I’ve long wanted to order a 3D print from Shapeways or Sculpteo, but wasn’t interested in buying a meaningless trinket designed by a stranger. The novelty of 3D printing lies in the physical manifestation your own idea.
So before I had an idea, I needed a problem to solve. Luckily I have a lot of those. I have a small, cheap fisheye lens that’s designed for smartphone cameras, but it’s suggested method of mounting the lens to the camera is decidedly less than smart. The kit came with a small metal ring, like a washer, that you are supposed to glue to your phone, and the lens itself has a magnet that holds it to the ring. I actually did stick the ring to my iPhone 4 with its provided sticky goop, but then the phone had a slight protuberance and thus wouldn’t sit flat on a table (which really doesn’t matter, but annoyed me). Soon the ring fell off the glass-backed iPhone, so I just used the lens by holding it up to the camera. That works but it’s pretty cumbersome.
More expensive kits come with a nice mount that slides onto the corner of the phone, holding the wide angle lens in place. They also cost over fifty bucks while the lens itself only costs around eight bucks. So I decided to invent a solution. Or rather, to make my own knockoff of the expensive solution.
I’m already a bit familiar with modeling and design software as I’ve always had a cursory interest in 3D modeling and animation, and I was lucky enough to take a brief AutoCAD course in high school. For the most part I taught myself when I was a teenager by pirating high-end software. I didn’t really want to sail the high seas of The Pirate Bay anymore, so after a quick googlin’ I found that Autodesk has a suite of cool, free design apps that are oriented towards amateurs.
And so I measured my phone with a ruler, sketched my design on a post-it note, and went to work. Ninety percent of modelling in 3D is simply trying to figure out how to get the software to do what you want it to do and 123D has a very approachable interface. I do wish it allowed for a multiple window view to see top/side/front elevations of your object simultaneously.
Anywho, I designed my widget to the best of my abilities, uploaded it to Shapeways, and ordered. Tada!
It took about a week to manufacture for about $9 bucks before it shipped. And it fits!
The mount snugly slides onto the iPhone and holds the lens without any glue or magnets. It’s a hair too tight on the phone itself, as I made the gap exactly the same thickness as the phone at 9.3mm without any leeway, but it has a strong grip. I’m a little concerned it’ll scratch the camera’s lens when sliding on and off. Then again, it’s already scratched up from riding around in my pocket for a couple years.
What no one tells you is that 3D printing is addictive, and designing practical solutions like this are a gateway drug towards making inane silly things.

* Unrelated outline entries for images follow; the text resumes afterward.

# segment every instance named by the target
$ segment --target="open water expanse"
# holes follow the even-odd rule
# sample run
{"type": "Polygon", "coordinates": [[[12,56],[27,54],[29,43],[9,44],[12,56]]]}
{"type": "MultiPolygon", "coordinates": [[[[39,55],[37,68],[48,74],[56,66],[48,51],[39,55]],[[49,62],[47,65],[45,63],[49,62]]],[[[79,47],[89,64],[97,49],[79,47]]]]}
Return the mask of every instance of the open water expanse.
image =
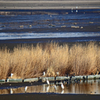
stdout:
{"type": "MultiPolygon", "coordinates": [[[[57,39],[57,42],[100,41],[99,9],[4,12],[0,13],[1,43],[10,39],[38,39],[31,43],[42,43],[39,39],[57,39]]],[[[24,42],[29,41],[18,43],[24,42]]]]}
{"type": "MultiPolygon", "coordinates": [[[[99,42],[100,9],[71,9],[63,11],[41,10],[26,12],[15,12],[12,10],[0,12],[0,46],[8,44],[11,46],[20,43],[47,43],[50,41],[58,43],[99,42]]],[[[21,93],[100,94],[100,80],[71,83],[64,86],[65,89],[62,90],[60,85],[57,85],[55,89],[54,84],[47,86],[47,84],[33,85],[32,83],[29,83],[28,89],[25,91],[25,85],[13,86],[12,84],[9,84],[8,86],[3,86],[3,84],[1,84],[0,95],[21,93]]],[[[38,97],[38,95],[36,97],[38,97]]],[[[22,95],[19,97],[21,98],[21,96],[22,95]]],[[[22,98],[28,99],[25,96],[26,94],[22,96],[22,98]]],[[[0,97],[6,98],[6,96],[0,97]]],[[[14,95],[14,97],[10,97],[15,99],[15,97],[18,96],[14,95]]]]}

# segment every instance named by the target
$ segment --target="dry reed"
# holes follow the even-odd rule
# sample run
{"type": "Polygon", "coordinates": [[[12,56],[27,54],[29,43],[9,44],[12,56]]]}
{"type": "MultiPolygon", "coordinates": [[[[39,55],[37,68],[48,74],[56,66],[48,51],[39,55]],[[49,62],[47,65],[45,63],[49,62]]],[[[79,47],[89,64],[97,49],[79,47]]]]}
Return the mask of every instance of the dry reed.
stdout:
{"type": "Polygon", "coordinates": [[[90,75],[100,71],[100,47],[90,42],[88,45],[59,46],[57,43],[44,47],[18,46],[13,52],[0,50],[0,79],[30,78],[60,75],[90,75]],[[11,77],[9,77],[11,78],[11,77]]]}

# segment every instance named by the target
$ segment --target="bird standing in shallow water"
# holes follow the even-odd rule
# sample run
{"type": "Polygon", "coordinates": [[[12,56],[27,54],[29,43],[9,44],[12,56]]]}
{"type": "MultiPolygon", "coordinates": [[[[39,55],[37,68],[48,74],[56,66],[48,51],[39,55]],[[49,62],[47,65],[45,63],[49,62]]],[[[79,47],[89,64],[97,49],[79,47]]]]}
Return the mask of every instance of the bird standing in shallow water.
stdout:
{"type": "Polygon", "coordinates": [[[47,79],[47,85],[49,85],[50,84],[50,82],[49,82],[49,80],[47,79]]]}
{"type": "Polygon", "coordinates": [[[45,76],[45,72],[43,72],[43,76],[45,76]]]}
{"type": "Polygon", "coordinates": [[[61,82],[61,88],[64,89],[64,84],[61,82]]]}
{"type": "Polygon", "coordinates": [[[25,92],[27,91],[27,88],[28,88],[28,87],[27,87],[27,86],[25,86],[25,92]]]}
{"type": "Polygon", "coordinates": [[[12,77],[13,75],[14,75],[13,73],[10,74],[11,77],[12,77]]]}

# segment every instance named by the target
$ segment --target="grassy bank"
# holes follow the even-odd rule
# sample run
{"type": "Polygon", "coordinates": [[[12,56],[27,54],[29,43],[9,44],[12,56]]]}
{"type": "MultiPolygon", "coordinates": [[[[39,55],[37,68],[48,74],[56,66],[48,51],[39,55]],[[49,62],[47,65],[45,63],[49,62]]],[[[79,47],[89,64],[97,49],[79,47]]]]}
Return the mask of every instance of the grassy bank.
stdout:
{"type": "Polygon", "coordinates": [[[100,47],[95,43],[59,46],[57,43],[45,46],[18,46],[13,51],[0,50],[0,79],[60,75],[89,75],[100,71],[100,47]]]}

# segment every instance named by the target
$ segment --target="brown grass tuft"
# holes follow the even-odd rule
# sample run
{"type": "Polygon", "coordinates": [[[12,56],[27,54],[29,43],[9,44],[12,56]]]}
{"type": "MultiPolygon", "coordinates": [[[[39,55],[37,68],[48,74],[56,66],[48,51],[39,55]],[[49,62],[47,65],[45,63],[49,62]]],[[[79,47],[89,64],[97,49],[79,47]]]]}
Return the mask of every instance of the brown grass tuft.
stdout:
{"type": "Polygon", "coordinates": [[[60,75],[89,75],[100,71],[100,47],[94,42],[89,44],[59,46],[57,43],[48,43],[44,46],[18,46],[13,52],[0,50],[0,79],[30,78],[60,75]]]}

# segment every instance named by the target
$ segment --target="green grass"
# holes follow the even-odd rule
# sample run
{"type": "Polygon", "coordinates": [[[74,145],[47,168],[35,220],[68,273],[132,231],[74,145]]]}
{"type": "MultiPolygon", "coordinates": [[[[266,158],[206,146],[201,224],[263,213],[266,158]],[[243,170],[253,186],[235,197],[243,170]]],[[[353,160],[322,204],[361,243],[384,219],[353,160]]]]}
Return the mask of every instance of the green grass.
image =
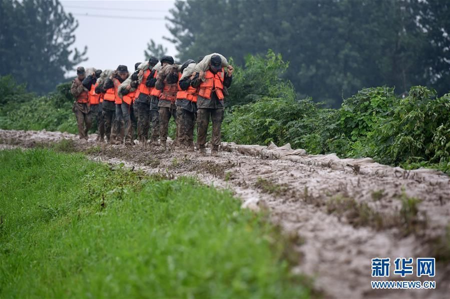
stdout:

While looking around for free modelling software I found that Pixologic has a free version of its Zbrush software called Sculptris. Zbrush is different from most modelers in that it emulates sculpting in clay. The resulting high-polygon meshes are very messy and complicated, which is problematic for animation and video games, but not for stationary figures. And Shapeways’ algorithms when you send them a 3D model are surprisingly forgiving when it comes to messy meshes.
That matters, because polygons by themselves are impossible objects; they are 2D objects suspended in 3D space. Polygons have no thickness unto themselves (think papercraft but the paper is infinitely thin), so the 3D object only makes sense to the printers if the figure is completely closed, or “watertight,” thus simulating a solid object. Some of the models I uploaded to Shapeways were messy, but their robots are evidently smart enough to ignore and fix minor problems. Anyway, Sculptris is a lot of fun to tinker around with even if you have no background in modeling. It’s just digital Play-Doh.
The ultimate goal for me? An original, 3D printed tiki mug. So far I’m just experimenting and learning, but I’ll get there.